Quantitative diffusion-weighted imaging (DWI) techniques allow the characterization of the microstructural properties of the human brain “in vivo”, and are commonly used in neuroscientific and clinical contexts. By measuring the diffusion of water molecules in neural tissue, DWI can detect subtle changes in cellular integrity and organization, making it particularly valuable for the study of various neurological disorders. The sensitivity of DWI to microstructural alterations has made it indispensable not only for diagnosing but also for understanding the underlying pathophysiological mechanisms of diseases such as acute stroke, multiple sclerosis, and neurodegenerative diseases. However, the inability of simple models, such as standard diffusion tensor imaging (DTI), to visualize complex intravoxel fiber topologies and the limited biological specificity of their metrics have motivated the development of several advanced diffusion MRI techniques. Therefore, over the years, refinements in DWI techniques, including multi-shell imaging, high-angular resolution diffusion imaging (HARDI) techniques, biophysical models (e.g., CHARMED, WMTI, NODDI), and novel diffusion encoding approaches (e.g., b-tensor or double diffusion encoding) have pushed the boundaries of neuroimaging and enabled more accurate and specific characterization of brain tissue properties. With the further development of DWI, its role in neurology is expanding. It encompasses not only diagnostic applications but also the monitoring of treatments and prognoses, shaping the future of precision medicine in neurological care.
This Research Topic aims to explore the recent advances and implementations of diffusion-weighted imaging in the field of neurology. We seek to highlight research on novel methodologies, clinical applications, and diagnostic advancements in DWI. By bringing together experts in the field, our primary goal is to foster interdisciplinary discussions that can propel the field forward and enhance our diagnostic and therapeutic approaches to neurological disorders as well as our understanding of the neuropathological processes.

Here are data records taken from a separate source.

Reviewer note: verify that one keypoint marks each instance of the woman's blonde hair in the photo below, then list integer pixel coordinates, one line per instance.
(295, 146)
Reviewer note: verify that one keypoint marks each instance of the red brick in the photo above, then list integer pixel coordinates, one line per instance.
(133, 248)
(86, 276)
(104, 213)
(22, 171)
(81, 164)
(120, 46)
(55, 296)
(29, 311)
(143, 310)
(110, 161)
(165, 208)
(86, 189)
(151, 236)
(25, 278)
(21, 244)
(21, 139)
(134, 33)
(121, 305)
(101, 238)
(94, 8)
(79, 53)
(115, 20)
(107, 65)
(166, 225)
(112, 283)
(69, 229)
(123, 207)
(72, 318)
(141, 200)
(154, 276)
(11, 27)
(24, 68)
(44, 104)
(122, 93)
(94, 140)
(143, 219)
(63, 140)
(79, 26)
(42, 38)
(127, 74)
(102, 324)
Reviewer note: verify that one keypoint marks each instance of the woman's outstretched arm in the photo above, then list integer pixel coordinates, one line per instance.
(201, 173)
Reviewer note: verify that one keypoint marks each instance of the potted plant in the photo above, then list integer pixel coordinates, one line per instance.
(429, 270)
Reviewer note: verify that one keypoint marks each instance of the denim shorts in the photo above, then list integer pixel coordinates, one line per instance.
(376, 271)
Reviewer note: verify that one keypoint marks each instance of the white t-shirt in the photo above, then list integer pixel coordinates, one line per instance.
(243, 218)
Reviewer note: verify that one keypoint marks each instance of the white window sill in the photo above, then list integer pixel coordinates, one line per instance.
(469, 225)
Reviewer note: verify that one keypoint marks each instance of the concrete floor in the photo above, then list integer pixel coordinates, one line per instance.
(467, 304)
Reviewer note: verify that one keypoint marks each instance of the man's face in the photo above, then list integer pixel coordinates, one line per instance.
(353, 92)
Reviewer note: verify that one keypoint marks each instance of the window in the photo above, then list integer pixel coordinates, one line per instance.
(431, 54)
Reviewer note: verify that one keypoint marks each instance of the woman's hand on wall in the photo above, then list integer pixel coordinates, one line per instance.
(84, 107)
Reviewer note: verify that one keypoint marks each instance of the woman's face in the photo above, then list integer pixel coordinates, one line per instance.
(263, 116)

We welcome the submission of any type of manuscript supported by the journal (including Brief Research Reports, Perspective, Mini-Review, Original Research, Systematic Review, etc.) pertaining to DWI application in neurological disorders. Possible themes include, but are not limited to:
● Innovations in DWI acquisition techniques and post-processing methods.
● Novel diffusion encoding approaches holding promise in neurological applications.
● Clinical applications of DWI in neurological conditions.
● Validation studies comparing DWI findings with other imaging modalities.
● Integration of DWI with other neuroimaging techniques for comprehensive brain assessment.
Articles accepted after peer review will be published and appear online as soon as approved for publication.
Dr. Kevin Koch has received research funding from Siemens Healthcare, Hyperfine, Inc., and GE HealthCare Technologies, Inc. to develop MRI Technology, and is co-inventor on several patents on systems and methods for MRI. The other Topic Editors declare no competing interests with regard to the Research Topic subject.
Keywords:
Diffusion-Weighted Imaging, DWI, neurodegeneration, stroke, multiple sclerosis, neurological disorders
Important Note:
All contributions to this Research Topic must be within the scope of the section and journal to which they are submitted, as defined in their mission statements. Frontiers reserves the right to guide an out-of-scope manuscript to a more suitable section or journal at any stage of peer review.